Crowd assessments of MT may allow evaluations on a large scale while being cost-effective, however, as Zaidan and Callison-Burch (2011, p.1221) outline, “soliciting translations from anonymous non-professionals carries a significant risk of poor translation quality”. Even though there may be professional translators in crowd communities (O’Hagan 2011), the quality of work in crowdsourcing is generally not guaranteed, since the crowd may employ as little time as possible in the tasks or even employ someone else to do the test for them (Graham et al. 2013). In order to tackle these problems, several methodologies have been developed to filter the evaluations. One method is to compare crowdsourcing with expert evaluations (Callison-Burch 2009; Goto, Lin and Ishida 2014); however, it is not clear what some authors mean by “expert”, i.e., some may refer to trained translators, whereas others may refer to computational linguists who develop machine translation systems, as is the case of Callison-Burch’s methodology (2009). Another methodology presented to tackle the crowdsourcing problem is that of Graham et al. (2015) who propose to collect judgements on a continuous rating scale, whereby the crowd develops their own individual assessment strategy by assessing each translation in isolation (i.e. not comparing different translations at
38
the same time as is done, for example, in ranking translation tasks). According to the authors, this methodology has the advantage that agreement with the expert is no longer required, and more meaningful statistics can be computed.

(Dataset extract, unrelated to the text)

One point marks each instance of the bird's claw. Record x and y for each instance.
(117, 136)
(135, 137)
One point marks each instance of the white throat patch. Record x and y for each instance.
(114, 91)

As seen from the above, there are several ways to apply human evaluation for MT. The main advantage of using human evaluation for MT is that it can assess deep linguistic information that provides reliable insight for error analysis, which in turn, can help to understand the actual linguistic strengths and weaknesses of an MT system (Gaspari et al. 2014). However, human evaluation can be very subjective, suffering from disagreement when annotators are not well trained for the task (Callison-Burch et al. 2011; Bojar et al. 2011); it may also be time consuming (depending on the scale of the task) and expensive.